My mum mentioned to a couple of her work friends that I'm very into my makeup and that I do makeup for a few of my friends, and now I've been asked to go and do their makeup.  They're not expecting anything special, but it's all practice which is good.

My only problem is, my makeup collection isn't huge.  So far I've just been shopping for me, picking out the colours I like.  So my question is, what are the essentials that I should make sure I have?  Suggestions for cheek, lip, and eye colours are all appreciated!


----------



## boudoirblonde (May 1, 2008)

I cant help really but YAY what good practice!!


----------



## Le-Saboteur (May 1, 2008)

Depends on so many things, eek. Maybe try and pick up a lip palette if you can, with five or more different shades. The mature women I've made up tend to favour much darker colours than young women do, a dark rose colour is a safe bet, as is a muted brown red. Umm.... rose blush, light pink blush, maybe a peach one.

Eyes... neutral shades mainly, a few purples and greens are always good too. TAN most important colour to have. Suits anyone. And a couple of colours you can use as a highlight (although it depends on their eye shape/the texture of the skin there if you even want to use it).

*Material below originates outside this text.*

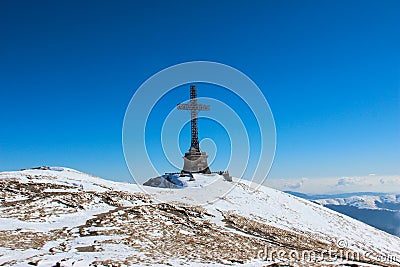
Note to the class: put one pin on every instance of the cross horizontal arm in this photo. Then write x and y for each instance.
(199, 107)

It'll be amazing practice. Also be good to have a matte tan contour colour.


----------



## little_angel (May 4, 2008)

check out Home of Camera Ready Cosmetics where you find products and tools for the professional makeup artist for print, tv, film, catalogues, bridal and more - with quality products Cinema Secrets, Collyre Bleu, Adesign Brushes, Face Atelier, Graftobian, Illu for color palettes that will save you money in the long run. their lips palettes are awesome, and so are their cheeks!


----------



## little_angel (May 4, 2008)

whoa... that link was just supposed to say 'camera ready cosmetics dot com' but it made the link all crazy!


----------